A security researcher claims to have spotted a flaw in Facebook’s account recovery feature that can let anyone easily break into your account — that too, without you ever noticing, media reported on Friday.
According to a report in the Independent, “there is no need of password to gain access and scammers can also lock you out of your own account”.
The discovery was made by 18-year-old James Martindale when he inserted a new SIM card into his phone.
Martindale quickly received a message from Facebook informing him that “he had not logged into his account for a while, despite not having tied the new number to his account”, the report said.
He then searched for the number on Facebook which brought up a single account.
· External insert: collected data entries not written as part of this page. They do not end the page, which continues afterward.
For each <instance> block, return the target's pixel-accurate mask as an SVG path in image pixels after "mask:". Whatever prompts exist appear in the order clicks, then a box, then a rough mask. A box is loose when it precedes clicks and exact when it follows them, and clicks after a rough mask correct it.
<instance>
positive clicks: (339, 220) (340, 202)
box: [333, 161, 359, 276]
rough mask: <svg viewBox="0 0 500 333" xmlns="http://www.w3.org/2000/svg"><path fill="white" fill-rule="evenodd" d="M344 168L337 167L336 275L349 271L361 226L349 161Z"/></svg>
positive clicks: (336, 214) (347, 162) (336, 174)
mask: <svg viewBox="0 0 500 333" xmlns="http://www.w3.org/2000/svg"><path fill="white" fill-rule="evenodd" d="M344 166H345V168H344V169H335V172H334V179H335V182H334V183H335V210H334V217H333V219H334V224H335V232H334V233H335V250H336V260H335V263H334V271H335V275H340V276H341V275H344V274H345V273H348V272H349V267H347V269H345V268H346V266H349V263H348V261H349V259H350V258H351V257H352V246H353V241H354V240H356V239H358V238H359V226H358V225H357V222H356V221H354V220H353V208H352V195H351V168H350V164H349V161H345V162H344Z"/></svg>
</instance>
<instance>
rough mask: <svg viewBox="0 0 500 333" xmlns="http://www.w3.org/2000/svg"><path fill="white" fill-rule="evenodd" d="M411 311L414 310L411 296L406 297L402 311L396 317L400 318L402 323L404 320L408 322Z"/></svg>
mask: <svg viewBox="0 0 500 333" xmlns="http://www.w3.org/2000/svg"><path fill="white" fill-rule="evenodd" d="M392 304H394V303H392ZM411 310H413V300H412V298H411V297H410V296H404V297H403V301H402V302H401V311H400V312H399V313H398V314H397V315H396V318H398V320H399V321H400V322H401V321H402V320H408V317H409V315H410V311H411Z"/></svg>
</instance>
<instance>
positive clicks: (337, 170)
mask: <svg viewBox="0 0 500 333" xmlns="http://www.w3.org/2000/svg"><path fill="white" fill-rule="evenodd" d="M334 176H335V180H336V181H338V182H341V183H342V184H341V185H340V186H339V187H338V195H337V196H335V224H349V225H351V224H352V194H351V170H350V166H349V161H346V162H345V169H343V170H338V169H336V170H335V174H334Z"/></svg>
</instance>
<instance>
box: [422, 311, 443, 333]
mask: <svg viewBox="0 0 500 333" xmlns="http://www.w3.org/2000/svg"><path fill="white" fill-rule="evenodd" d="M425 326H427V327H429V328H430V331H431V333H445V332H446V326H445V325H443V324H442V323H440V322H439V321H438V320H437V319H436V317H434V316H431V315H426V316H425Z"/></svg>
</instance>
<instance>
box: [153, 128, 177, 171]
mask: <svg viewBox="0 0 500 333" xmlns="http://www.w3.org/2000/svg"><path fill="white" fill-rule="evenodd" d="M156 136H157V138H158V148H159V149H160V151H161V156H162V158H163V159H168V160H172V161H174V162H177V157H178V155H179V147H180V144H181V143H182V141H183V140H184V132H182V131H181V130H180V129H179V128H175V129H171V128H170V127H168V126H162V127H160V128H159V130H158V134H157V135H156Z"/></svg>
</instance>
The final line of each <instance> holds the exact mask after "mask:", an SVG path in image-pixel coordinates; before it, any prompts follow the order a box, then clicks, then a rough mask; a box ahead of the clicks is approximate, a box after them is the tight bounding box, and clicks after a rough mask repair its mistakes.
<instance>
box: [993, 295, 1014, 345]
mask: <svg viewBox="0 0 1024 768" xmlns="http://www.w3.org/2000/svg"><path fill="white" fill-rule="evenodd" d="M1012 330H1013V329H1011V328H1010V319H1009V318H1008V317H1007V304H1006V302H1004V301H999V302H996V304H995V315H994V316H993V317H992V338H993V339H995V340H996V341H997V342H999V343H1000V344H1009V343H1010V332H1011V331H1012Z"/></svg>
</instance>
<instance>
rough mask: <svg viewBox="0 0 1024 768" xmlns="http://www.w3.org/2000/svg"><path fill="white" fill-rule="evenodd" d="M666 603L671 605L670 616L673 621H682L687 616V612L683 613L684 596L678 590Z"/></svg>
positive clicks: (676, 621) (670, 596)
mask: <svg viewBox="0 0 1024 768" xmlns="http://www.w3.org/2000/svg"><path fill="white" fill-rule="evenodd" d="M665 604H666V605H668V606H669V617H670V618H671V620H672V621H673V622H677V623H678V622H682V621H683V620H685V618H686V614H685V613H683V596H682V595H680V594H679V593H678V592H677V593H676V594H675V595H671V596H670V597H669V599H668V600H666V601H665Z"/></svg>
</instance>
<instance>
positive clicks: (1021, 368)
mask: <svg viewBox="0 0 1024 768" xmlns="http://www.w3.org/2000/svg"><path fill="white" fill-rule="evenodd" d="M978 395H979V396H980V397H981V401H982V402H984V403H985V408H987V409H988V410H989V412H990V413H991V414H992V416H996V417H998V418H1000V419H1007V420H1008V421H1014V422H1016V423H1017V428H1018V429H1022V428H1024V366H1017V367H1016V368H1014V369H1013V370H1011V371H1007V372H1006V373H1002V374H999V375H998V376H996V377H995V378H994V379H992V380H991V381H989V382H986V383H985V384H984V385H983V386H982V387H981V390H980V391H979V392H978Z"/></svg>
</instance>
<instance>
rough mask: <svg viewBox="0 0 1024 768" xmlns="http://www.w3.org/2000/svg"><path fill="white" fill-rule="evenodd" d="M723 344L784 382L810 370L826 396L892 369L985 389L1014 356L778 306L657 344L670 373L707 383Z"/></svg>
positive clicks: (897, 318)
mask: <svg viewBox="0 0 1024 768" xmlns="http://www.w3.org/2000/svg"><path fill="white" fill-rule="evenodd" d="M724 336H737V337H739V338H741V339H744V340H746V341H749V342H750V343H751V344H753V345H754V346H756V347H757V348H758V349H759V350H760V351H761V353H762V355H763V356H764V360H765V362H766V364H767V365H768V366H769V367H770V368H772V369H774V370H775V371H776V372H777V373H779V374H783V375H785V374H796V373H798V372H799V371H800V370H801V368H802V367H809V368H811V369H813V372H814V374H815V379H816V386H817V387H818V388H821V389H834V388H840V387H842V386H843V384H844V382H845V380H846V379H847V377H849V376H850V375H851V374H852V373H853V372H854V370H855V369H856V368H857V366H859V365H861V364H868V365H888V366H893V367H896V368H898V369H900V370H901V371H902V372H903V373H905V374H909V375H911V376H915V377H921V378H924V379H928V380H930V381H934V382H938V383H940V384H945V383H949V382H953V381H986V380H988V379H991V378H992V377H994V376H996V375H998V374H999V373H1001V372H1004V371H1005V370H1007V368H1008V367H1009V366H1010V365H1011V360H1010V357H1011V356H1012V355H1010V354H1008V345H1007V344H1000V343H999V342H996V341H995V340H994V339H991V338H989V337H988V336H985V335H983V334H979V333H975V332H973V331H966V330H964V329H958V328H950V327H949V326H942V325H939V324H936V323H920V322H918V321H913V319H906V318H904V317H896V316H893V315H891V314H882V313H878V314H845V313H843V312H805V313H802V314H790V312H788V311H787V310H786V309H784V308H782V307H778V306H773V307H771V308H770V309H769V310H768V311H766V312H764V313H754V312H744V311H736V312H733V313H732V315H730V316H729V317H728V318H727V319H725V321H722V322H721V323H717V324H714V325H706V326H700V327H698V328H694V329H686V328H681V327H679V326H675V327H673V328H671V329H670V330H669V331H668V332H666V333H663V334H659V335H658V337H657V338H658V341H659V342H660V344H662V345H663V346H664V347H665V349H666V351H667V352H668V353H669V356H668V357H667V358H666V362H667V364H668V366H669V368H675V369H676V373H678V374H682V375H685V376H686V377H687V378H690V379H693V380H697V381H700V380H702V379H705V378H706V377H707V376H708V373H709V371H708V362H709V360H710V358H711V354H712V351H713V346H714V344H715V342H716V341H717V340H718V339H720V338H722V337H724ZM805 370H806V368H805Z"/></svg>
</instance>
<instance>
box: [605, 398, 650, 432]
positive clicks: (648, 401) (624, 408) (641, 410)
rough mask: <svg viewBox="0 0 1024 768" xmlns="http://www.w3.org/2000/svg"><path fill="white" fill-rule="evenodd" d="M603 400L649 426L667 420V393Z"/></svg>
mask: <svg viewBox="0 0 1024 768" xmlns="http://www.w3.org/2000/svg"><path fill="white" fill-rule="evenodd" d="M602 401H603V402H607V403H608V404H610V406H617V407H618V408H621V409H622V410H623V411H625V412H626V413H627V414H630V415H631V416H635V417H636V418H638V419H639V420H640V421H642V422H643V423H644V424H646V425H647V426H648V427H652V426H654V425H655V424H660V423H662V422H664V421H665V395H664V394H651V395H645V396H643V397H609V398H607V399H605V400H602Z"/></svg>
Martindale then attempted to log into the account by using the number as the username and typing in a random password but failed because the password he entered was wrong.
He clicked on ‘Forgot Password’ option to recover his account but failed again.
Martindale searched for the account with the new number and found a list of account recovery options — comprising an email address and six phone numbers — for regaining access to the account.
“One of these options was for Facebook to text a password reset code to the very number Martindale had just tried to log in with,” the report said.
After selecting the option, he received the code and successfully logged into the ‘person’s’ account.
“Facebook then gave him the option to change the password, which would have locked the real user out of their account, or to skip that stage, which means he never would have known his account had been hacked,” the report pointed out.
Martindale performed the same trick with another new number and it resulted in the same.